The cutting station comprises a cutter roller and is configured to release subsequently the plurality of portions to the transfer drum by the cutter roller rotating on itself with a peripheral speed of the cutter roller. As the labels before the cutting station are joined together to form the web and the production speed is imposed, said peripheral speed must be different from the peripheral speed of the transfer drum. This causes a sliding of the portion on the no retaining sectors, where residues of glue or dirt can be present in such a way to decrease the precision in the positioning of the web portions on the transfer drum and therefore in the the subsequent applying of the portions on the respective containers.

DISCLOSURE OF INVENTION

A labelling method according to present description or according to any of the appended labelling method claims is for labelling a plurality of containers by means of a plurality of respective portions of a web of labelling material, and can be implemented by means of a labelling machine resulting in a better precision in labelling the containers with respect to already known labelling machines. A packaging method according to present description or according to any of the appended packaging method claims comprises a labelling method according to present description or according to any of the appended labelling method claims.
A labelling machine according to present description or according to any of appended labelling machine claims is configured for carrying out a labelling method according to present description or according to any of the appended labelling method claims. Notwithstanding a labelling method according to present description or according to any of the appended labelling method claims is preferably implemented by a roll fed type labelling machine, a labelling machine according to present description or according to any of appended labelling machine claims can be a roll fed type labelling machine or can be a labelling machine of another type.
A packaging apparatus according to present description or according to any of appended apparatus claims comprises a labelling machine according to present description or according to any of appended labelling machine claims, and is configured for carrying out a packaging method according to present description or according to any of the appended packaging method claims.
The following brief description of the drawings and detailed description of invention are referred to a first exemplary possible embodiment, a second exemplary possible embodiment, a third exemplary possible embodiment, and a fourth exemplary possible embodiment of a labelling machine according to present description.
In the following, the first embodiment will be defined for convenience simply as "first machine". In the following, the second embodiment will be defined for convenience simply as "second machine". In the following, the third embodiment will be defined for convenience simply as "third machine". In the following, the fourth embodiment will be defined for convenience simply as "fourth machine". In the following, the word "machine", where it is used not in conjunction with any of "first", "second", "third" and fourth", will mean "any of the first machine, second machine, third machine and fourth machine".
The following brief description of the drawings and detailed description of invention are referred to a possible exemplary embodiment of a packaging apparatus according to present description, to a possible exemplary embodiment of a labelling method according to present description, and to a possible packaging method according to present description. In the following, said embodiment of the packaging apparatus will be defined for convenience simply as "apparatus", said embodiment of the labelling method will be defined simply as "labelling method", and said embodiment of the packaging method will be defined for convenience simply as "packaging method".
The apparatus comprises the machine.
The machine is configured for carrying out the labelling method. The labelling method is specially adapted to be carried out by the machine. The apparatus is configured for carrying out the packaging method. The packaging method is specially adapted to be carried out by the apparatus.

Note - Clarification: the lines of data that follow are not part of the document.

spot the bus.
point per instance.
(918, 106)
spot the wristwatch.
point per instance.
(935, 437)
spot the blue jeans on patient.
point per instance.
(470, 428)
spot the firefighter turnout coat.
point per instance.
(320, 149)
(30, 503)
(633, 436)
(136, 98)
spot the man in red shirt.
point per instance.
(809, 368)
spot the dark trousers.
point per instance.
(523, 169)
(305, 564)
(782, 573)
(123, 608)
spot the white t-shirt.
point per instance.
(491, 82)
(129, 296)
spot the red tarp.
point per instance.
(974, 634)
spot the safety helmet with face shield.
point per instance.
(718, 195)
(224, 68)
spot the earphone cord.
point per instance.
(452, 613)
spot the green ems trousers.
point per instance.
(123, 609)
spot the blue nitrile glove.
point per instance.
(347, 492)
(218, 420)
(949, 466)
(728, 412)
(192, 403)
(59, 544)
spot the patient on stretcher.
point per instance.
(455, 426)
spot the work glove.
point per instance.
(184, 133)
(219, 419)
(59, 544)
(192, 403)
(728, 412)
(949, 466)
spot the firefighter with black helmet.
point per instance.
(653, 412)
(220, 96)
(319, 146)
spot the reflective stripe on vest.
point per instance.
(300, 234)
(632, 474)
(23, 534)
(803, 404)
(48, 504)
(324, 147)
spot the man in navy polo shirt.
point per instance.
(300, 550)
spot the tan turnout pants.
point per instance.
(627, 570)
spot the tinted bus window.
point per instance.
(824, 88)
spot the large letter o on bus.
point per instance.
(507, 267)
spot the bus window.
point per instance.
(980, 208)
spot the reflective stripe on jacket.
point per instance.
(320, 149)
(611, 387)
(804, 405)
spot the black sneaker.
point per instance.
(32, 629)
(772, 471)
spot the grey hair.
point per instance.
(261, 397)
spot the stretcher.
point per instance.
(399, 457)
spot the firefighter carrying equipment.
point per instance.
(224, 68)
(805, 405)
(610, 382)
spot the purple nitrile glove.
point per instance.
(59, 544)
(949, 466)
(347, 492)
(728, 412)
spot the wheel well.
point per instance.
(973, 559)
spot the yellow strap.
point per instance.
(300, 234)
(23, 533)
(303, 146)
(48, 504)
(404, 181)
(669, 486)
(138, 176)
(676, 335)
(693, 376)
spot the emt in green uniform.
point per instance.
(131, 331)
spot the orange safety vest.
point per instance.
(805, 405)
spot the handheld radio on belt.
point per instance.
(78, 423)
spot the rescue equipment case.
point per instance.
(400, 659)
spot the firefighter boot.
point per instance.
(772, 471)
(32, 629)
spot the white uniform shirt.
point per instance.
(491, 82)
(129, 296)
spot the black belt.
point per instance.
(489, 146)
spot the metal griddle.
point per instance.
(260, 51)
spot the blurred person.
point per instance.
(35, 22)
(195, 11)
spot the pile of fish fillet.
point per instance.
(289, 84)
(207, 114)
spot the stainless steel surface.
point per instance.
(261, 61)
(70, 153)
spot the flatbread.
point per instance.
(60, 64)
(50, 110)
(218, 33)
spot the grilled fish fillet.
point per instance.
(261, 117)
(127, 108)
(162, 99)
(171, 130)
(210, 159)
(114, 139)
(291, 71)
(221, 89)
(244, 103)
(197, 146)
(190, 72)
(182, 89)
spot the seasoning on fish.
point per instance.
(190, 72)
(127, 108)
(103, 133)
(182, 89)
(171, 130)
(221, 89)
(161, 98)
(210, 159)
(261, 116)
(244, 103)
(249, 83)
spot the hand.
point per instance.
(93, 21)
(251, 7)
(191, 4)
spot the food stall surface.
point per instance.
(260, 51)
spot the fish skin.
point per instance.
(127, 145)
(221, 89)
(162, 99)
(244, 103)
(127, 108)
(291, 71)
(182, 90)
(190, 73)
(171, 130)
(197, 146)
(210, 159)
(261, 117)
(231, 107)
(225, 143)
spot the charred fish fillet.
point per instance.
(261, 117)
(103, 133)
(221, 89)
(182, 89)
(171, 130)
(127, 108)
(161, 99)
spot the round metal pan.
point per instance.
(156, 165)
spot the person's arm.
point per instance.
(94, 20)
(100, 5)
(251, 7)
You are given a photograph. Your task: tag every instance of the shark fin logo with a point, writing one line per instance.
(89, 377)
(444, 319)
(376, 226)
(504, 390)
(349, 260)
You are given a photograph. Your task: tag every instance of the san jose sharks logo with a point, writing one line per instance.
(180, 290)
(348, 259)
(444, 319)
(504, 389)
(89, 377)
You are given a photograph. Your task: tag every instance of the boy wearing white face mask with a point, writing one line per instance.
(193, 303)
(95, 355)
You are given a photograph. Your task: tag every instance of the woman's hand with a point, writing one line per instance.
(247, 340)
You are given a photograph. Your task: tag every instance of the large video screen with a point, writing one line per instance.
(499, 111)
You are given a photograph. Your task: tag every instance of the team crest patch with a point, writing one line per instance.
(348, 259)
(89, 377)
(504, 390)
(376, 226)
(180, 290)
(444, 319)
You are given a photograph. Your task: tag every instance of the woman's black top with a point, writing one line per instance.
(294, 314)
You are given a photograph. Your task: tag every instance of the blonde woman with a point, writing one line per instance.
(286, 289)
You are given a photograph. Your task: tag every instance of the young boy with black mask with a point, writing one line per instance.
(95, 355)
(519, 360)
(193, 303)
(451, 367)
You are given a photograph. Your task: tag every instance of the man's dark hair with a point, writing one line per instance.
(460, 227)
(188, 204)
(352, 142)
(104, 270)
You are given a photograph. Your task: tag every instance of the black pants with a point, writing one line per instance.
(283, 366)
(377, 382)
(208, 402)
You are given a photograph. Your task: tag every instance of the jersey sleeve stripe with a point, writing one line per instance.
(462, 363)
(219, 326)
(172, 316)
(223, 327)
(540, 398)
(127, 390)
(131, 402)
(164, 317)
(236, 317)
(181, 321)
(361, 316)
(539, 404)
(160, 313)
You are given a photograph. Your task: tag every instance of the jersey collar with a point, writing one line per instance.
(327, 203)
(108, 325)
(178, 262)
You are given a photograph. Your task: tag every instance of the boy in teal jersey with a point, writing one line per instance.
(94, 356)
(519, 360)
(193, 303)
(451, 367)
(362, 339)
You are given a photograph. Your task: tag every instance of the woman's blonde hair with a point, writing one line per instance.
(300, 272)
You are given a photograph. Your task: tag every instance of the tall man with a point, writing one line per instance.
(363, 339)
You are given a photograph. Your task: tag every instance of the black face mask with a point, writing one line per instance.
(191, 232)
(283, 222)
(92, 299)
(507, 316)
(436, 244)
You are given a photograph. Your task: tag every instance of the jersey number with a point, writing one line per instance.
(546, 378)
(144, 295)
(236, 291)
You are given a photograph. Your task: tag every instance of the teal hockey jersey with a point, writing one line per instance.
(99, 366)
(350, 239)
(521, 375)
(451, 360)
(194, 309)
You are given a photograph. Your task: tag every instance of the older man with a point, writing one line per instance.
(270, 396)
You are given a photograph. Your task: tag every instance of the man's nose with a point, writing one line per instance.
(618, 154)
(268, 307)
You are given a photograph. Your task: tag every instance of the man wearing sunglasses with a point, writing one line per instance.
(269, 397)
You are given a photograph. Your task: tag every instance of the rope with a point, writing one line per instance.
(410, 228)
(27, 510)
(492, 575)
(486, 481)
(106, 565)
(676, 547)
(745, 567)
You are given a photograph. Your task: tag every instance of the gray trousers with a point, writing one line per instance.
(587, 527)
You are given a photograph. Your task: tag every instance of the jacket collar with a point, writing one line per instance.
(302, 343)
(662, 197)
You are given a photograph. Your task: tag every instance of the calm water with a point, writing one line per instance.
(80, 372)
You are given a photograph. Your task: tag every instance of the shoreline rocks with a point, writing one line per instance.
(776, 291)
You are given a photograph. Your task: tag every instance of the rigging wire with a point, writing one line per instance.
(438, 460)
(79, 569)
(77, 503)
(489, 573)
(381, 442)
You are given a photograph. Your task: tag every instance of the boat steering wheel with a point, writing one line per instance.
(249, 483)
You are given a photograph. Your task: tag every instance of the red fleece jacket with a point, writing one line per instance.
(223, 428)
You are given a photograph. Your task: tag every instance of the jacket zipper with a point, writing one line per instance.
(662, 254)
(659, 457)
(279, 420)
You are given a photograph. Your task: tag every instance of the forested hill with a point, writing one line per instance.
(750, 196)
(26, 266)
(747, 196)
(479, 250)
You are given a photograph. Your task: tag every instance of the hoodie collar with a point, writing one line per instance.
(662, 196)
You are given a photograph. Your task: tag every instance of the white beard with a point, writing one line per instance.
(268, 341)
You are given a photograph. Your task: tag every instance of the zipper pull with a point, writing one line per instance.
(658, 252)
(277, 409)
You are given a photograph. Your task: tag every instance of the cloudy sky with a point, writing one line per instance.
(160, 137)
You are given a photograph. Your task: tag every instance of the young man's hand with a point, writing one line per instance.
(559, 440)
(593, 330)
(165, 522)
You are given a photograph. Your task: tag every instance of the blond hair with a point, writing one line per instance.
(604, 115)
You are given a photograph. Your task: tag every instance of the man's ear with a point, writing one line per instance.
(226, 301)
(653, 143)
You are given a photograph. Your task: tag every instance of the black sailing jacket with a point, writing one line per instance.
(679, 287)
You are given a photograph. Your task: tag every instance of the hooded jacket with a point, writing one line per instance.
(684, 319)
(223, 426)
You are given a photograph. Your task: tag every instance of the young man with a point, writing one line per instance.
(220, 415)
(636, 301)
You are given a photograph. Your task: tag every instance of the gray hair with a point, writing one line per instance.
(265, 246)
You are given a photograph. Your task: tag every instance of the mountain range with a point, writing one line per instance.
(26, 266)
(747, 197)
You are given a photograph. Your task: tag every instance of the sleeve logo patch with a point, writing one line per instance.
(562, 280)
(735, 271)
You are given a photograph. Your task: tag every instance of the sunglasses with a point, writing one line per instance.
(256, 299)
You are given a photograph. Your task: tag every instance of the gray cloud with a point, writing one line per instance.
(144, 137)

BRIEF DESCRIPTION OF THE DRAWINGS

The following detailed description is referred to the appended drawings, in which:

Figure 1 shows schematically the first machine in a first instant of the labelling method, while the first machine is adopting a first operative configuration;
Figure 1A shows schematically in greater detail a part of Figure 1;
Figure 2 shows schematically the first machine in a second instant occurring after the first instant, while the first machine is adopting a second operative configuration;
Figure 2A shows schematically in greater detail a part of Figure 2;
Figure 3 shows schematically the first machine in a third instant occurring after the second instant, while the first machine is adopting an intermediate configuration;
Figure 3A shows schematically in greater detail a part of Figure 3;
Figure 4 shows schematically the first machine in a fourth instant occurring after the third instant, while the first machine is adopting the first configuration again;
Figure 4A shows schematically in greater detail a part of Figure 4;
Figure 1B shows schematically a part of the second machine in the first instant, while the second machine is adopting the first operative configuration;
Figure 2B shows schematically a part of the second machine in the second instant, while the second machine is adopting the second operative configuration;
Figure 1C shows schematically a part of the third machine in the first instant, while the third machine is adopting the first operative configuration;
Figure 2C shows schematically a part of the third machine in the second instant, while the third machine is adopting the second operative configuration;
Figure 1D shows schematically the fourth machine in the first instant, while the fourth machine is adopting the first operative configuration;
Figure 2D shows schematically the fourth machine in the second instant, while the fourth machine is adopting the second operative configuration.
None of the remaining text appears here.